Technology entrepreneur Eric Van Der Kleij, who recently announced his intention to step down as chief executive of the Tech City Investment Organisation (TCIO), has been appointed as a specialist adviser to property development organisation, Canary Wharf Group.

Van Der Kleij will advise the Group on linking Canary Wharf's established financial and professional services companies with London's burgeoning technology scene, providing growing companies with office space, amenities and opportunities to win new business and attract finance, talent and mentoring, according to a statement.

The project is part of Canary Wharf Group's wider strategy to "diversify its tenant base" and encourage companies in "growth sectors" to locate themselves in the area.

"We welcome Eric's expertise on to the team. He will help us to create new, customised business locations, fused with technology and an attractive lifestyle, that aim to match exactly what businesses will require twenty or thirty years into the future," said Sir George Iacobescu, Chairman and Chief Executive Officer of Canary Wharf Group.

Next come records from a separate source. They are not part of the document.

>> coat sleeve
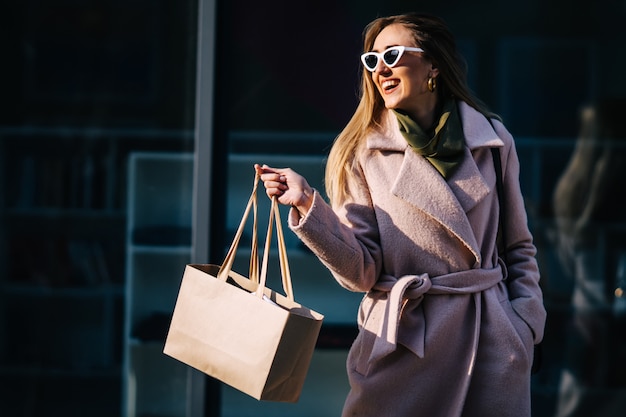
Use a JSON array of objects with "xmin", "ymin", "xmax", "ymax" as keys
[
  {"xmin": 288, "ymin": 163, "xmax": 384, "ymax": 293},
  {"xmin": 496, "ymin": 121, "xmax": 547, "ymax": 344}
]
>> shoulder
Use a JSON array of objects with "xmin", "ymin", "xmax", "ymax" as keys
[{"xmin": 457, "ymin": 101, "xmax": 511, "ymax": 150}]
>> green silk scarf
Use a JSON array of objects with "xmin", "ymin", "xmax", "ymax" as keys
[{"xmin": 393, "ymin": 99, "xmax": 465, "ymax": 178}]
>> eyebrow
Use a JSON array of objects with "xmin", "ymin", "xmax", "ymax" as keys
[{"xmin": 371, "ymin": 44, "xmax": 401, "ymax": 52}]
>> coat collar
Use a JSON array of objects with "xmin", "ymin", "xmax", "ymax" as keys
[
  {"xmin": 366, "ymin": 101, "xmax": 505, "ymax": 264},
  {"xmin": 367, "ymin": 101, "xmax": 504, "ymax": 152}
]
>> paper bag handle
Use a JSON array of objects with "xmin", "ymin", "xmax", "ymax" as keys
[
  {"xmin": 217, "ymin": 172, "xmax": 294, "ymax": 301},
  {"xmin": 259, "ymin": 195, "xmax": 293, "ymax": 300},
  {"xmin": 218, "ymin": 173, "xmax": 259, "ymax": 283}
]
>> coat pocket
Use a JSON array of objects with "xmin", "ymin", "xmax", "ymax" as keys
[{"xmin": 498, "ymin": 296, "xmax": 534, "ymax": 374}]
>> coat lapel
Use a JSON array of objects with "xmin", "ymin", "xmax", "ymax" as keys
[
  {"xmin": 368, "ymin": 103, "xmax": 505, "ymax": 263},
  {"xmin": 391, "ymin": 147, "xmax": 483, "ymax": 262}
]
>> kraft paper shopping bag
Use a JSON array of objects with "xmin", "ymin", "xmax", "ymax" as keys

"Canary Wharf has a role to play in bringing together London's business sectors. We can help growing technology companies connect with the business opportunities, talent, investment and advice provided by the world's leading financial services providers already established at Canary Wharf."

Some steps have already been taken to create a technology hub in Canary Wharf. Thomson Reuters, Infosys and Ogilvy & Mather are already based in the area, as well as many additional technology professionals working at adjacent financial services companies.

But the area suffers from many of the same disadvantages as the Olympic Park, which is seen as distant, inaccessible and with no obvious connections to the Shoreditch community. A recent think tank report by Centre for London stated that the government's plan to expand the "Tech City" cluster eastwards to the Olympic Park was misguided.

However, Van Der Kleij believes that Canary Wharf may be the ideal place for some companies to expand - especially those active in financial technolog, because it is close to sources of business, talent and investment.

"London business districts need to respond to the rapidly changing needs of technology companies, from start-ups to mature and expanding businesses," he said. "London is doing very well at the technology start-up stage, but more can be done to accommodate larger, growing companies looking for the very best in office technology, sustainability and lifestyle."